Cannabis is a hard topic for Americans to talk about, because it's been so often unfairly demonized in the past, there's a pro-cannabis camp that sometimes won't admit any downside to it, fearing "Reefer Madness" style FUD which has been very common for decades.
But is it really all that surprising that smoking could be bad for your health, irrespective of what it is? My take would be that people shouldn't be persecuted for this, but that it's straightforwardly obvious that any smoking (and doubly so an unregulated plant that would reasonably be expected to vary tremendously in quality depending on supplier) -- would be harmful.
The thing is cigarettes were known to be harmful for a century before anything was done. In 1867 a report found smoking associated with cancer and lung disease. cigarettes were popularly known as coffin nails. At this point several centuries in, we would know if coffee was having a significant impact on our health
The thing is that both activities were always clearly likely to be harmful, if you took a step back from the cultural perspective that accepted them so thoroughly.
Smoking tobacco is inhaling an acrid a mix of chemicals that makes you cough, kind of feel sick and lightheaded, smells awful and leaves a tan stain - it’s not hard to guess that it’s not healthy. Remember that half of people who die from tobacco die from heart disease, too, not cancer.
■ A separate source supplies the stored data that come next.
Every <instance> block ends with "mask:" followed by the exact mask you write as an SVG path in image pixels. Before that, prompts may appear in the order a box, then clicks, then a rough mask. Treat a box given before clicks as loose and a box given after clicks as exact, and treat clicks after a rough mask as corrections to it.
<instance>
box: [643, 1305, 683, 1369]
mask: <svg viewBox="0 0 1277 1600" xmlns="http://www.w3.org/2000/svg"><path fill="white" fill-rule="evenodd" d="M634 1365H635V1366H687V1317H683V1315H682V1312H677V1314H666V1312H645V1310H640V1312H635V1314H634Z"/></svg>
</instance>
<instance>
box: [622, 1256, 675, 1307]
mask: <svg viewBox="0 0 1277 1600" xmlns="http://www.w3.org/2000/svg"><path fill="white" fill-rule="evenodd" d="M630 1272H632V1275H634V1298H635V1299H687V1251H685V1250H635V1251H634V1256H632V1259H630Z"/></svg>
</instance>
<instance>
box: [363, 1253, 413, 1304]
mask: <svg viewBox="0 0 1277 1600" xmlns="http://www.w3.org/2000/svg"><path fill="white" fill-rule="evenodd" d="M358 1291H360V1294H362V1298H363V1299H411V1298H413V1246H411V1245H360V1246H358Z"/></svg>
Same with football. I was never attracted to sports where participants beat each other in the head repeatedly, whether it’s boxing or football. I don’t think it’s surprising to find out that people who experience concussions every week as part of their jobs and hobbies end up damaging their brains.
Edit to add, It’s a bit frustrating, because surely if one was to stand up 30 years ago and say “hey, I don’t think this high school football program is a good idea because I’m worried about all these young people knocking their heads together with full force”... The response would have been to mock you and dispute it, if they paid any attention at all.
i would argue that on a long enough timescale, anything will 100% kill you. not trying to be cheeky, more just trying to say that that sort of argument only really works for people who are active antismokers; most smokers (i think, from personal experience) are very aware of the danger of smoking, but feel that it offsets some condition of reality that makes it more tolerable even compared to the reduced lifetime. that's just my perspective though
The one thing that bugs me about this was, as a kid in a health class, I was shown a video of a little girl and her grandma. The girl asked the grandma "Why do you smoke grandma?" The old lady responded "Because when I was your age, nobody knew that smoking was bad for you."
The bullcrap we were fed as kids is incredible.